The International Maritime Organization’s Net Zero Framework, a set of regulatory measures setting a global emissions price and fuel standards, was only released in April this year, showing just how far behind the shipping industry is compared to the rest of the economy; in contrast, EU emission standards for cars and lorries have been in effect since 1992.
While decarbonising the sector is not easy, it’s also far from impossible. Low-emissions cargo ships aren’t as common or technologically advanced as electric cars or trucks, but they do exist, with China especially investing large sums in their development in recent years.
Improving energy efficiency for existing ships – many of which have been in the sea for a long time, with the average life span of a container ship being 30 years – and expanding the use of zero and near-zero emission (ZNZ) fuels can also go a long way towards meeting climate goals.
However, all of these require significant investments, often of up to £2 billion each, which banks have traditionally been reluctant to finance due to the risk and regulatory uncertainty of the industry.

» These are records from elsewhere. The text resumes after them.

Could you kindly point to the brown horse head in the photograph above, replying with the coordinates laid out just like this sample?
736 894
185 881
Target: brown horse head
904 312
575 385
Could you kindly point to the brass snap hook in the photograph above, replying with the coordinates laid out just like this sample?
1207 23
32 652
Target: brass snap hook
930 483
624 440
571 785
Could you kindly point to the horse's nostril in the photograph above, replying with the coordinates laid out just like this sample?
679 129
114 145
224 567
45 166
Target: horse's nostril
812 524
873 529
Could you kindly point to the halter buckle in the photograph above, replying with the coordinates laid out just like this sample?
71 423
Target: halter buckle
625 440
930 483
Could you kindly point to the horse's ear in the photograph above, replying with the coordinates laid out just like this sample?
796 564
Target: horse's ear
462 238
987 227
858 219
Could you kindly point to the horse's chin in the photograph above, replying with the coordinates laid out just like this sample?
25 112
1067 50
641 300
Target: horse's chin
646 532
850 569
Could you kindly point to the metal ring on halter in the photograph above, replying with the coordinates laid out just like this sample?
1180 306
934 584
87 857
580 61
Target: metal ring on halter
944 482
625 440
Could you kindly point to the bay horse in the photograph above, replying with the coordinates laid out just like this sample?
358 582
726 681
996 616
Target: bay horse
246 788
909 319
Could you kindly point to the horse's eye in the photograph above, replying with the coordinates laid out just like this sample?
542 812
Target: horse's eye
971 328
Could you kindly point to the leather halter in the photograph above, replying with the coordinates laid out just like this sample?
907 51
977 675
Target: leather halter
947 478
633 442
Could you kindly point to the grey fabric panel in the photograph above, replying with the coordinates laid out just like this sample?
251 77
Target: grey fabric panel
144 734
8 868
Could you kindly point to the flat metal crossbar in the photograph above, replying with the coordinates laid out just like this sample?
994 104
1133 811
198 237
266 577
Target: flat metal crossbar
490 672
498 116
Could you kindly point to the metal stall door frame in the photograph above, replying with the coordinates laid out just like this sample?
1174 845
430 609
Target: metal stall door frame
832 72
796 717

The report finds three key ways to bridge the financing gap and facilitate the capital investments the industry so direly needs.

1. Maritime Multiplier Carbon Accounting approach
Part of the reluctance from banks comes from the shipping industry being seen as inherently polluting. Amid increasing pressure to decarbonise portfolios and disclose climate risks, financiers are wary of investing in something that will increase their carbon footprint on paper – even if the investment serves to lower emissions in the long run.
This leads to a vicious cycle where the shipping industry doesn’t pursue decarbonisation because it lacks the necessary capital, but because it has not decarbonised it pushes away potential investors and loses capital due to ESG-motivated divestment.
Enter the Maritime Multiplies Carbon Accounting approach (MMCA). The MMCA would model and quantify the impact of an investment in a way that captures its broad long-term impact, including its cascading effects throughout global supply chains. This would encourage banks to invest in shipping decarbonisation and show the impact of decarbonisation in the Scope 3 emissions of virtually every player in global trade.
2. Lending platform for energy-saving technologies
Right now, shipowners who want to retrofit existing ships with energy-efficient technology – especially small shipping companies – struggle to get financing at all, let alone with terms that would make the capital-intensive investment worthwhile.
A dedicated lending platform leveraging pooling mechanisms, blended finance, and standardised processes would make it much easier for shipping companies to get the necessary capital and start investing towards decarbonisation now, without waiting for ships’ lifespans to run out before changing to ZNZ technology.
3. Time stacked offtake model for ZNZ fuel
Part of the issue in the green transition isn’t the ships themselves, but the lack of availability of ZNZ fuel needed to power the future fleet. Scaling up ZNZ fuel projects and infrastructure is one of the most capital-intensive investments, but it is an urgent priority to achieve the green transition.
A flexible fuel procurement model that would break up long-term investments into smaller, short-term tranches offered to multiple investors is a way to turn investments from years-long mega-projects to more manageable investments, making them more attractive to financiers.